Product Enhancements Part Two: Multistate Objects, & Smart Data Points

Our original implementation of the BACnet stack for the BACnet-N2 Router did not include support for Multistate BACnet objects (MSI, MSO, and MSV data types). Instead, the BACnet-N2 Router published such data as analog objects, and it deferred to the BACnet client or application to interpret the data. Support for multistate objects is in the release about to enter field-testing. Included is the ability to specify the enumerations associated with these data types. Similarly, we did not originally include the ability to provide enumerations for binary data objects (BI, BO, and BV). That capability is also in this release.

Analog data objects (AI, AO, and AV) did not originally include the ability to specify the Engineering Units associated with these points. In this release, the Device Type Templates for all N2 devices and applications define the configured Engineering Units, the S4 Open Management Console provides the ability to edit these assignments, and the BACnet protocol enhanced to publish the information as point attributes.

One of the reasons for not previously including support for BACnet Multistate data objects was that the numeric value of many Metasys points did not cleanly map to BACnet Multistate objects. There needed to be a way to define, and maintain, the required data transformations. The concept of Smart Data Points, along with the introduction of virtual points, addresses this need in the upcoming release of the BACnet-N2 Router.

Virtual points are a new feature of emulated BACnet devices. They do not have a physical presence on the N2 bus. They can be of any data type and are independent of the published protocol. The domain of a virtual point is the device where it is defined. Therefore, if a virtual point is defined in a device type template, each assignment of that template to a device creates a new instance of the virtual point. Virtual points are containers for performing calculations and data transformations and can be published to BACnet just as we publish N2 points to BACnet. Each is assigned a unique BACnet instance number and all appropriate BACnet properties for its object type.
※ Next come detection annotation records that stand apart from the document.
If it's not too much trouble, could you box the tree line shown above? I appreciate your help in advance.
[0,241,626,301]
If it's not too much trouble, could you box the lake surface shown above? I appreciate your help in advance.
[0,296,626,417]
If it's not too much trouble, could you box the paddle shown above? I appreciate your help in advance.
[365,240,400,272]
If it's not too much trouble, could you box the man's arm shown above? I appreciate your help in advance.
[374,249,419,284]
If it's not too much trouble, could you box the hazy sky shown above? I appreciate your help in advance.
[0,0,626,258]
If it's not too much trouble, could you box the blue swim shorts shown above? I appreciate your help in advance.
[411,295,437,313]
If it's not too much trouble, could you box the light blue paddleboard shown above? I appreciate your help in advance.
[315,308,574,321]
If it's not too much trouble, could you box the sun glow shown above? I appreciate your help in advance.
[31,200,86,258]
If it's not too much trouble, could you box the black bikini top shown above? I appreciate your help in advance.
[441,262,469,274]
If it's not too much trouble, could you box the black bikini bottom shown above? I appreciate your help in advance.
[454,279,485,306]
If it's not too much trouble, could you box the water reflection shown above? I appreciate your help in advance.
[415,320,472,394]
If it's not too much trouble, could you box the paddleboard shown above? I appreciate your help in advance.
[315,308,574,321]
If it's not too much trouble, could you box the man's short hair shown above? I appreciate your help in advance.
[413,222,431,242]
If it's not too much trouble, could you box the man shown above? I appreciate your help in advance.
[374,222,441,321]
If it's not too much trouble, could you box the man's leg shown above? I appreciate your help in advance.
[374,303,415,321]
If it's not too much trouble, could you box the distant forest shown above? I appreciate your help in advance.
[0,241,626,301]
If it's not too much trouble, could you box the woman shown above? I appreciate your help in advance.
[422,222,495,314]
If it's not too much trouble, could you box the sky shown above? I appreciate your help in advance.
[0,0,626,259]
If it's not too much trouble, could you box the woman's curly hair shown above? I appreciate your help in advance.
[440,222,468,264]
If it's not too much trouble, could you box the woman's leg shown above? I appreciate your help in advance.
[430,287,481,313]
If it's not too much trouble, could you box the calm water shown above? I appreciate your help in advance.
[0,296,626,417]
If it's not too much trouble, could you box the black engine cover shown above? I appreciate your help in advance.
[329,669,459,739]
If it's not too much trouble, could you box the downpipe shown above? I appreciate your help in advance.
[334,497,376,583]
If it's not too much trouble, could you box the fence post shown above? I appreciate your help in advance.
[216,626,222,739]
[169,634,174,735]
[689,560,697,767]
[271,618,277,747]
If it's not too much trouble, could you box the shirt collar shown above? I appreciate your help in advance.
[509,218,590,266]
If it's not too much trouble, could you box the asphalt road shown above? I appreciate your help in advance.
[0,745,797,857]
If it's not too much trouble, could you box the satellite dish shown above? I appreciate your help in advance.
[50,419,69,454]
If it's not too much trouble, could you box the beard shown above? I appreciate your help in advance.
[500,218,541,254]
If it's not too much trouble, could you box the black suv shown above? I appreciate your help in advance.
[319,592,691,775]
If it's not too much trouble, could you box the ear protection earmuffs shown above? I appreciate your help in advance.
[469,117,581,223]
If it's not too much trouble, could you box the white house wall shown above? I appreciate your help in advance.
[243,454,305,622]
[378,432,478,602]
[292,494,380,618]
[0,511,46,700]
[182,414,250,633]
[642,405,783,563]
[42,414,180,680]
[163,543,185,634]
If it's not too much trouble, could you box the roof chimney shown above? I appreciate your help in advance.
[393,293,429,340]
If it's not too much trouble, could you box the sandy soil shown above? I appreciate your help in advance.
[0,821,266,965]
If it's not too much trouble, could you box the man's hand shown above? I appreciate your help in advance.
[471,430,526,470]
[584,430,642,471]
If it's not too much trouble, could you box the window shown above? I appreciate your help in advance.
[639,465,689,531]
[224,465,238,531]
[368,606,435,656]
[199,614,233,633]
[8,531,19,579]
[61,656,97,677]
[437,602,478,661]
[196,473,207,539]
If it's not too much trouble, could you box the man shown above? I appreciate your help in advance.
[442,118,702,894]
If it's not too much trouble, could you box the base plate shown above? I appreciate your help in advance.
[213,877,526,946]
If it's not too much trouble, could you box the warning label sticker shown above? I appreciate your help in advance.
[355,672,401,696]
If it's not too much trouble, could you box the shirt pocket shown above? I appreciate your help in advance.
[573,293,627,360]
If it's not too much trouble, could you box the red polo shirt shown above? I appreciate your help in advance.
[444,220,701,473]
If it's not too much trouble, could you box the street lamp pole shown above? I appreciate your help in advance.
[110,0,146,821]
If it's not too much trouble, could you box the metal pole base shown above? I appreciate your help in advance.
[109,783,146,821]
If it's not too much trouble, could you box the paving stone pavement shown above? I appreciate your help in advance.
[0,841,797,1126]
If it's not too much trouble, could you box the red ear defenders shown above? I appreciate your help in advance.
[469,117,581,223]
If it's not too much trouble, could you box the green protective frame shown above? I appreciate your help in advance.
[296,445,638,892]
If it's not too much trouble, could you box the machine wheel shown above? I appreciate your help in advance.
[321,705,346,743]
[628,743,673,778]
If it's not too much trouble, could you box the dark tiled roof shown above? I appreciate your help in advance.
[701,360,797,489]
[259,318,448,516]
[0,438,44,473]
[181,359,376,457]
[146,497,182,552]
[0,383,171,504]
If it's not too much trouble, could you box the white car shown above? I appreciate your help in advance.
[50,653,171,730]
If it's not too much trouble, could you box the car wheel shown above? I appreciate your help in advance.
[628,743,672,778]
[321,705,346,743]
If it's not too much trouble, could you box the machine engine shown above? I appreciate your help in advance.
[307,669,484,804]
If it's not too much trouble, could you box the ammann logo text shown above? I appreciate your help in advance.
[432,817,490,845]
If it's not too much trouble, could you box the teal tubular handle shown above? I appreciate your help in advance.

Combine virtual points with JCBasic compatible scripts and the result is Smart Data Points. The scripts driving the data are triggered by reading or writing to the point. Data operations are confined to the emulated device itself, that is, references to real N2 points are restricted to the instance of points in the device containing the Smart Data Point. An example would be a Metasys® Multistate variable that has values 0, 1, 2, and 3. A script would shift these values by 1 to bring them in compliance with the valid data range for BACnet MSV data objects (positive integers) on read and write operations to the virtual point. Read operations would reference the underlying N2 point and make the appropriate adjustments. Write operations would make the inverse adjustment then write through to the underlying N2 point.

The next logical step is to include multiple Smart Data Points in one device type template. The result is a Smart Device that can be used to transform the operation of legacy N2 devices into BACnet-compliant devices using all the standard BACnet data objects.

Take this concept just a little bit farther and a Smart Device hosted by the BACnet-N2 Router can theoretically make a legacy Metasys VAV controller emulate the current generation BACnet compliant VAV controller of another manufacturer. The BACnet-N2 Router cannot change the application specific logic within a N2 device. But, it does have complete control over what is published to BACnet. Think of the possibilities!